With many economic factors on the path to improvement, many are wondering why the Fed held off this month and when the Committee will actually follow through with one of the anticipated increases.
The FOMC stated in a press release that labor market conditions have improved due to strong job gains, while economic growth has slowed. Household spending is a moderate pace although real income has increased and consumer sentiment remains elevated.
The committee noted that the housing sector has improved since the beginning of the year. However, on the downside, the committee noted that inflation is still running below the 2 percent long-run objective.
"Against this backdrop, the committee decided to maintain the target range for the federal funds rate at 1/4 to 1/2 percent," the announcement said. "The stance of monetary policy remains accommodative, thereby supporting further improvement in labor market conditions and a return to 2 percent inflation."
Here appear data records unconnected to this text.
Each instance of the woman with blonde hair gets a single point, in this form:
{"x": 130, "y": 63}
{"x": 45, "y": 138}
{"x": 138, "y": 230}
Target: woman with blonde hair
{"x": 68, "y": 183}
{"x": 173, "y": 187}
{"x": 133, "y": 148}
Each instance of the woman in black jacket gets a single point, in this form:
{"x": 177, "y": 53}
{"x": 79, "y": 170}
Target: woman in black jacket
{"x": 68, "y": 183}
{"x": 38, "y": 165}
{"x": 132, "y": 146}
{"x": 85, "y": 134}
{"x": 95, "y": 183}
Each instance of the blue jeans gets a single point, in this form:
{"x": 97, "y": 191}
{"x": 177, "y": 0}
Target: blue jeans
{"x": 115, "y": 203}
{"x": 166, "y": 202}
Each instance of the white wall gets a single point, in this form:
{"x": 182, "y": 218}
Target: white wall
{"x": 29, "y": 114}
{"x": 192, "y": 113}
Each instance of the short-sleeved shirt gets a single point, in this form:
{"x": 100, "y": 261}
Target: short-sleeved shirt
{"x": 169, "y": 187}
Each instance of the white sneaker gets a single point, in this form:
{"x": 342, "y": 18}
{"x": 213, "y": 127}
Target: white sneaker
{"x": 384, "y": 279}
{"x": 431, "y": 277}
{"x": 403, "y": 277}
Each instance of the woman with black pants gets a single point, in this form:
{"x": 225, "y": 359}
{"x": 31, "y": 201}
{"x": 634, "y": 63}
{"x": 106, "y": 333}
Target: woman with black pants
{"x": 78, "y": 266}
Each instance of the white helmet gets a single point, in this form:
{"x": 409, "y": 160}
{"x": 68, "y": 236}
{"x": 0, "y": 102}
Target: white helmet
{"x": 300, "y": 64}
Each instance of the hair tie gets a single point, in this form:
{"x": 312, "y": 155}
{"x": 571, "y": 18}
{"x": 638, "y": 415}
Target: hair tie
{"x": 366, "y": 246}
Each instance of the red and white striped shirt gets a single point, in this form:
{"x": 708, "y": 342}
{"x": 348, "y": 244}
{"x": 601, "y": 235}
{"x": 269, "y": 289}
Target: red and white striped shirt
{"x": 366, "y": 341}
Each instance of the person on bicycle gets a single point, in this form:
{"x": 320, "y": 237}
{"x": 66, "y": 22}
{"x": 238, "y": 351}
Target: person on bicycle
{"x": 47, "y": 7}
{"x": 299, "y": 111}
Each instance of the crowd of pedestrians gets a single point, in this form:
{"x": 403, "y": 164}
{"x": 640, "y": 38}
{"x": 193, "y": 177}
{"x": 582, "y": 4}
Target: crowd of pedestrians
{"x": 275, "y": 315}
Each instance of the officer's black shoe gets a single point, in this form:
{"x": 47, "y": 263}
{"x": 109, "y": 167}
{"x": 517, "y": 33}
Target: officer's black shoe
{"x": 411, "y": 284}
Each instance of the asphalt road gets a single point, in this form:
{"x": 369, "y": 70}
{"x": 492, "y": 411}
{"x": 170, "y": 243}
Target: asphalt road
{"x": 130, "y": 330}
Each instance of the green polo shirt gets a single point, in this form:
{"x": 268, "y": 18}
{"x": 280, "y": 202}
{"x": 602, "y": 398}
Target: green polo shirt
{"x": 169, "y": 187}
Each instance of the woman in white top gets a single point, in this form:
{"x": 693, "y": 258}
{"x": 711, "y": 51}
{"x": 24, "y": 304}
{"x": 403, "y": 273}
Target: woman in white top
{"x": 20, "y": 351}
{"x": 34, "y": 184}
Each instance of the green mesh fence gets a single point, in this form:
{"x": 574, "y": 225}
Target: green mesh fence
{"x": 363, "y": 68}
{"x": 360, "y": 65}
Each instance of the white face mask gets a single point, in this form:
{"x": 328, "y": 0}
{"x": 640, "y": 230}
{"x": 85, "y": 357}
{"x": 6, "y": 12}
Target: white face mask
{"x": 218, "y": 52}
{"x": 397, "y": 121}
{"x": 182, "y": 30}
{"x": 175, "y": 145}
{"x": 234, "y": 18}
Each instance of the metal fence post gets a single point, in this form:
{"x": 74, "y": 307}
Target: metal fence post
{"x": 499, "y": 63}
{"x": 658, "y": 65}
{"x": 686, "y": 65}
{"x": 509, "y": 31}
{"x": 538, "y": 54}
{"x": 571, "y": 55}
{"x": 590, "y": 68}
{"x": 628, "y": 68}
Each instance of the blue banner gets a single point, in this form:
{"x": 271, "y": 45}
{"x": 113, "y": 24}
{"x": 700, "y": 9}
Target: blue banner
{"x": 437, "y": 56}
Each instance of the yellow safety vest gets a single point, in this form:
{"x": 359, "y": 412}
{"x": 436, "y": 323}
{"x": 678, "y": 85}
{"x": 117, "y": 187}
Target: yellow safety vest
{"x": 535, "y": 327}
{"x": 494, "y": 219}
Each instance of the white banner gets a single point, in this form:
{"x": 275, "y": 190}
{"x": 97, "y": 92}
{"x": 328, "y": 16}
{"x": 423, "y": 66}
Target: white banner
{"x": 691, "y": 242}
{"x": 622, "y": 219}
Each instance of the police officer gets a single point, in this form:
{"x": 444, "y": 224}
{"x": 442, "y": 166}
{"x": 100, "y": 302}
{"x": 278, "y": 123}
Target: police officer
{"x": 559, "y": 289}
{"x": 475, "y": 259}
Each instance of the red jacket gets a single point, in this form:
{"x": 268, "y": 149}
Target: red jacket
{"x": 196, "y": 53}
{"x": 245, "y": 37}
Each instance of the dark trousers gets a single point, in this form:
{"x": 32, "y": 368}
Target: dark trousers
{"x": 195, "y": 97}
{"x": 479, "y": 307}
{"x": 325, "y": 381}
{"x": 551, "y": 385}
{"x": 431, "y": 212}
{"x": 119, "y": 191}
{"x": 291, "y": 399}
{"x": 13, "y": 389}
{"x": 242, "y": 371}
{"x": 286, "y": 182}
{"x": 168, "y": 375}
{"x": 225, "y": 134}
The committee said that they expect, with "gradual adjustments in the stance of monetary policy, economic activity will expand at a moderate pace and labor market indicators will continue to strengthen."
As for future rate increases, the FOMC noted that they will take into account measures of labor market conditions, indicators of inflation pressures and inflation expectations, and readings on financial and international developments and continue to monitor inflation changes.
"The committee expects that economic conditions will evolve in a manner that will warrant only gradual increases in the federal funds rate; the federal funds rate is likely to remain, for some time, below levels that are expected to prevail in the longer run," the release said. "However, the actual path of the federal funds rate will depend on the economic outlook as informed by incoming data."
National Association of Federal Credit Unions President and CEO Dan Berger said in response to Fed's decision to leave rates unchanged, "The FOMC’s decision to hold off on a rate hike was widely expected, as recent readings on consumer spending and inflation have been weak."
He continued, "More importantly, uncertainty over the global economy has led policy makers to take a wait-and-see approach. All eyes shift to the next meeting in June, but in the absence of inflationary pressure, there is little urgency for the Fed to resume rate normalization.”